There is no denying how beneficial hosting paranormal events, investigations, ghost tours etc are in promoting a venue. In today’s climate it is quite common for a lot of these places to be sold off, knocked down and to have new housing developments etc built in it’s place. Whilst this is sad, this is the reality of our world at the moment. Developers don’t necessarily care about the history, they want to make the best use of the land and get the best possible return. In order to stop this from happening, these venues need to get people through the door. Hosting paranormal type experiences are a way of getting a younger generation through. My brother and I often joke that the new generation of investigators are the ‘Ghost Adventures’ generation. They are people that have an interest in the paranormal that are inspired to investigate from watching tv shows like ghost adventures. They are the people that are buying tickets to attend investigations. We meet them all the time. Say what you want about Ghost Adventures, but it has bought a whole new bunch of people into the field. When we started our partnership with the National Trust of Victoria, they recognised that their average member was of an older generation. They wanted to inject younger blood into these locations, because if they don’t, then one day there will be no one left to visit the locations. Typically a lot of younger people are not interested in the history of an old building. I know I never used to be. Once you inject the mystery of the paranormal into the picture, all of a sudden they want to visit the location, they want to learn the history and the stories behind the people there. These events help pay to maintain the properties which is extremely costly when something is ‘heritage listed’. For example, at Black Rock House, as it is heritage listed, to hang a picture on the wall, it needs to be hung by a special tradesman qualified to hang pictures in heritage listed building. This of course comes at a cost. How do you pay for these kind of things? You need people through the doors.

Is it possible that some locations are having too many people through the door? Some locations have an investigation once a month. Others have them every weekend. Some have them almost every night. Is it possible that some locations are being over investigated or over commercialised to the point that there is no more activity? How does this even happen? We say that spirits need energy to be able to communicate. If you have hundreds of people coming through each month trying to talk to them, are they draining all the energy? If so then what is the answer? Do we reduce the number of people coming through the doors losing a potential income for the venue? I personally do not know how to answer this question. Why put on paranormal investigations if there is nothing there anymore to investigate? But in the same breath, what if these investigations are the only thing keeping the venue open? In no way whatsoever do I think that anything should be faked during an investigation. If there is no activity there is no activity and any decent group or operator would have a disclaimer to clients telling them that paranormal activity is not guaranteed. Is it time to start going back to the drawing board to think of new experiences or new events that we can put on to keep the venue and to keep things interesting?
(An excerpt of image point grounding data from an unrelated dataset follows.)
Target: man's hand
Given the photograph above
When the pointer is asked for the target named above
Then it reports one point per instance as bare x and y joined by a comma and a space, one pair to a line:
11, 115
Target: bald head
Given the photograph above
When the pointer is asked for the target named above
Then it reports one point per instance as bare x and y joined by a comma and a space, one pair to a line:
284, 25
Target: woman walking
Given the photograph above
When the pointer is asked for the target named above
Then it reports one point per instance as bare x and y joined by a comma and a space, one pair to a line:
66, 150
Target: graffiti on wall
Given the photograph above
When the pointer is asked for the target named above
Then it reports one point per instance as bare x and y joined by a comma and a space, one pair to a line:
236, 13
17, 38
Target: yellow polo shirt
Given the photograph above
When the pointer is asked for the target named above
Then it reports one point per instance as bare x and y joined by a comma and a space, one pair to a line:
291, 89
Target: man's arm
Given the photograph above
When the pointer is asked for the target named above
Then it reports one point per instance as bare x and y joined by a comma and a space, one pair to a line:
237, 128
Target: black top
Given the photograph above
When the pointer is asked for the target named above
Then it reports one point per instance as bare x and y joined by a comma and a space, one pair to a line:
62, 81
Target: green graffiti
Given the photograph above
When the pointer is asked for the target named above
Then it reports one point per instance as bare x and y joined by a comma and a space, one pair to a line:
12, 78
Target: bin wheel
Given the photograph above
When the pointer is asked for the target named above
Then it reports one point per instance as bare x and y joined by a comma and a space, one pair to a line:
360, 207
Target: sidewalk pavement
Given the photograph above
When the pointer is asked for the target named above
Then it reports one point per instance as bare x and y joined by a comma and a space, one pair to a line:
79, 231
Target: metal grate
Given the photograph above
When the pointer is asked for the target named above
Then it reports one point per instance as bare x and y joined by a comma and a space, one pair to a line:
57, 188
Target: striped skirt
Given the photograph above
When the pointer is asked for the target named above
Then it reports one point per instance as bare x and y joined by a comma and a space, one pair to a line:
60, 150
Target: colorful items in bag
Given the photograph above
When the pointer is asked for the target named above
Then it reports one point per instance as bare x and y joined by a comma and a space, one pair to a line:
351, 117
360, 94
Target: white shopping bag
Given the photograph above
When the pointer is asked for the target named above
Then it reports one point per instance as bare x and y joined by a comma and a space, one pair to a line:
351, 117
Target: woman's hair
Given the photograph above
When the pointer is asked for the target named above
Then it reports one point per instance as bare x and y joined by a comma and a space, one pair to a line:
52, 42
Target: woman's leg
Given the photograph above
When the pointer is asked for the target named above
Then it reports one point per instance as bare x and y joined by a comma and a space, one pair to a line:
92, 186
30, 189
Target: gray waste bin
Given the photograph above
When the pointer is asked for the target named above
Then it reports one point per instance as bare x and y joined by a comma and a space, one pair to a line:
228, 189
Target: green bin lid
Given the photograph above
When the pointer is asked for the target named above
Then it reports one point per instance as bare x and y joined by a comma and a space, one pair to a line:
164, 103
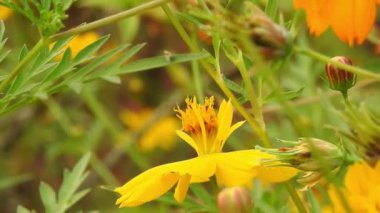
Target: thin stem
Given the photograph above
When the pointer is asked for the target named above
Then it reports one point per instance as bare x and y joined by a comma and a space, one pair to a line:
12, 75
197, 76
112, 126
256, 108
108, 20
326, 59
197, 80
77, 30
217, 77
296, 199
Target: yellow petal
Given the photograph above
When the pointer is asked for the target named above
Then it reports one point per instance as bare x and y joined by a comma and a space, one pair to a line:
237, 168
276, 174
225, 114
352, 20
182, 187
156, 186
189, 140
154, 182
232, 129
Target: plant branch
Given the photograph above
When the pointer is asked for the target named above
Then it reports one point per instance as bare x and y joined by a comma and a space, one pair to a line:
108, 20
217, 77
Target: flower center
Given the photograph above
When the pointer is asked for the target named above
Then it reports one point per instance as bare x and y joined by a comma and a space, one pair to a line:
198, 116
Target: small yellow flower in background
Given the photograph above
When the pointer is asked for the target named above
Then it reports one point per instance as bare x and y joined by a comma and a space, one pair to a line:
351, 20
205, 131
153, 136
79, 42
5, 12
361, 190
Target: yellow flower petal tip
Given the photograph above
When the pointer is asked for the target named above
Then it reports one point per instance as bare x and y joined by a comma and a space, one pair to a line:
206, 131
351, 20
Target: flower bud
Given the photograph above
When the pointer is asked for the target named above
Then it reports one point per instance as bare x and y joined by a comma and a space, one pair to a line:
271, 39
309, 154
313, 157
235, 200
340, 79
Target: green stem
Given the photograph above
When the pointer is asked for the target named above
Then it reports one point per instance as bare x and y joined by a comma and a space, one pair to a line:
251, 94
112, 126
296, 199
103, 171
217, 77
326, 59
197, 76
13, 74
197, 80
77, 30
108, 20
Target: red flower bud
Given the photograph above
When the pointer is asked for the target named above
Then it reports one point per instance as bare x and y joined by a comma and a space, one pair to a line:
340, 79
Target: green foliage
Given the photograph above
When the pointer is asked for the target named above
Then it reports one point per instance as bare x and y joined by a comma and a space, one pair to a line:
47, 15
49, 72
68, 193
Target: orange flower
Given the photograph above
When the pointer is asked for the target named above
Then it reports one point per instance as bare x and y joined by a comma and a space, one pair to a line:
351, 20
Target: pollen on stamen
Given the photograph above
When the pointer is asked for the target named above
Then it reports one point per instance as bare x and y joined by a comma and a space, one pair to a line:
190, 122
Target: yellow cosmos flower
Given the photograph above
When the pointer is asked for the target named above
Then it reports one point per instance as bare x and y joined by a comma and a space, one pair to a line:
79, 42
206, 131
351, 20
152, 137
5, 12
361, 190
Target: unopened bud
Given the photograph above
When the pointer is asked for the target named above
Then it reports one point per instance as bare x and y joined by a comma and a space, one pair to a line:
309, 154
340, 79
235, 200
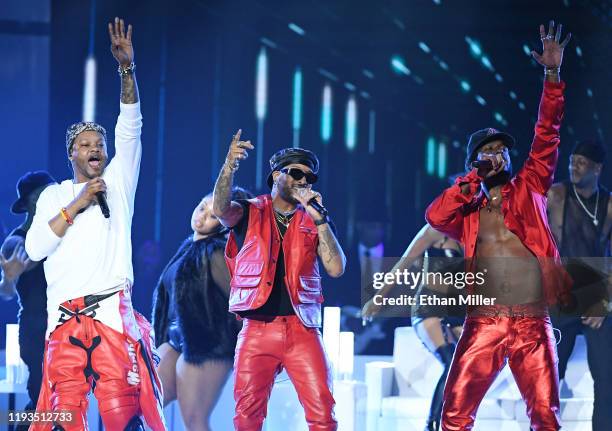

The final thing to think about is why is this happening. Is it because the spirits do not have the energy to connect with us anymore? Is it because they are not performers and are sick of being asked to light up a k2? Is it because they have found their peace and moved on? Another perspective is that spirits only want to connect with certain energies? We look at Black Rock House again as an example. We used to investigate Black Rock House every weekend privately and then host a public investigation once a month. More often than not, our public investigations were fairly active. This year we haven’t been able to be there every week to do private investigations. Our public investigations have been quieter. It begs us to ask the question, is it because we are not there enough? I course don’t have the answers to any of these questions, it is simply me pondering. We don’t really know anything about the spirit world. We can only speculate. What I do know is that this is something I am hearing of more and more. People are talking about locations they felt were active and now tell me ‘There is nothing there anymore.’ Why is this happening and is it because we are over investigating? I would love to hear your thoughts because I really do not have an answer. I of course have a huge respect and connection with the spirit world, but I also understand the importance of getting people through the doors to keep a venue open to keep it’s history alive. How can we find the right balance? This is a discussion we as investigators and lovers of history need to have, to not only save our favourite hobby, but our favourite buildings as well!